Dans les 20 articles qui composent le TIAN, le premier « Interdictions » précise que « chaque État partie s’engage à ne jamais, en aucune circonstance : mettre au point, mettre à l’essai, produire, fabriquer, acquérir de quelque autre manière, posséder ou stocker, transférer, accepter, autoriser l’installation ou le déploiement, employer ni menacer d’employer des armes nucléaires ou autres dispositifs explosifs nucléaires ». Très logiquement, les armes nucléaires sont mises en avant comme système d’arme à interdire. Mais il faut remarquer que ce traité interdit aussi la politique qui les met en œuvre, soit la dissuasion nucléaire qui consiste à exercer une menace d’emploi permanente d’armes nucléaires sur des populations civiles. Cette politique ne peut donc qu’exercer un sentiment global d’insécurité et être contraire au droit international humanitaire.

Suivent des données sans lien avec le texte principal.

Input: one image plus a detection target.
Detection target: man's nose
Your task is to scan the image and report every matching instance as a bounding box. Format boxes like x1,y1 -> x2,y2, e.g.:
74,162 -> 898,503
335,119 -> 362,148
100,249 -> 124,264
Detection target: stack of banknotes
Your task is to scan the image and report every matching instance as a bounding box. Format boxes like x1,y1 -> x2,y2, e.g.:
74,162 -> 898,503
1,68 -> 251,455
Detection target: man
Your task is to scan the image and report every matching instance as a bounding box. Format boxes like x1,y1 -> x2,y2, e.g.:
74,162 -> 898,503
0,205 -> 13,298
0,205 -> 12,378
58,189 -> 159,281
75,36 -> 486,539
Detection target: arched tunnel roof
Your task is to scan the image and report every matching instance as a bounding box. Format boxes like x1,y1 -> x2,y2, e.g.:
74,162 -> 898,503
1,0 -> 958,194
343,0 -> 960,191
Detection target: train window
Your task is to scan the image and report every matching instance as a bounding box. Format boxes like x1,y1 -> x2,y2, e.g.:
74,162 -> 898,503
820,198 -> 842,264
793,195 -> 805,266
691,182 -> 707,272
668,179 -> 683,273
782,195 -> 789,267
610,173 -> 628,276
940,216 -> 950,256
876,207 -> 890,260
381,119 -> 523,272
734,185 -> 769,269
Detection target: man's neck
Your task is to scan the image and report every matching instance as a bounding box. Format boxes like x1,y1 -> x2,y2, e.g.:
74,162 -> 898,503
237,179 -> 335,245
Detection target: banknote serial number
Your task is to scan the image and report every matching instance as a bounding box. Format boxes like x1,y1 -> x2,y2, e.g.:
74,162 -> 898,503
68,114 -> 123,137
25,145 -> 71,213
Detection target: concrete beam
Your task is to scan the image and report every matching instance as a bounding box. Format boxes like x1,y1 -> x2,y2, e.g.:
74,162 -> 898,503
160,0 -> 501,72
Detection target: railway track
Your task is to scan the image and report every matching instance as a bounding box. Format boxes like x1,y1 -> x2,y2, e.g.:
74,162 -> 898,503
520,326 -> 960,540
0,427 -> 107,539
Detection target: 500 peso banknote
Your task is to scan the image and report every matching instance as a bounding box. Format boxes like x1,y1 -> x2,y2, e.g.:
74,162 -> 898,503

Les notions de financement et de préparation militaire ne sont pas inscrites formellement mais, comme ce fut aussi le cas pour les traités sur les armes à sous munitions et les mines antipersonnel, sont considérées comme implicites. Un État qui possède des armes nucléaires peut adhérer au traité à tout moment, pour autant qu’il accepte de les détruire conformément à un plan juridiquement contraignant assorti d’un calendrier. De même, un État qui accueille les armes nucléaires d’un autre État sur son territoire peut adhérer, à condition qu’il accepte de retirer ces armes avant une date fixée.

Photographie des premiers membres de Greenpeace sur leur bateau

Une partie de l’équipage de la toute première expédition en mer de Greenpeace, partie de Vancouver le 15 septembre 1971. Le but du voyage était de mettre fin aux essais nucléaires américains sur l’île d’Amchitka.  © Greenpeace / Robert Keziere.

L’entrée en vigueur du TIAN se fera quand 50 États, au minimum, auront ratifié ce texte – ce qui est attendu pour 2020. À la date du 6 septembre 2018, déjà 15 États l’ont ratifié. Soixante-douze ans après sa première utilisation, l’arme nucléaire a donc vocation à devenir une arme illégale au regard du droit international.

Le TIAN est le point de départ d’un processus global de désarmement nucléaire, c’est-à-dire de l’élimination des armes nucléaires. Il établit une nouvelle norme juridique internationale puissante, stigmatisant les armes nucléaires et obligeant les nations à prendre des mesures urgentes sur le désarmement, renforçant ainsi le tabou mondial contre ces armes et rejetant définitivement l’idée que celles-ci sont acceptables.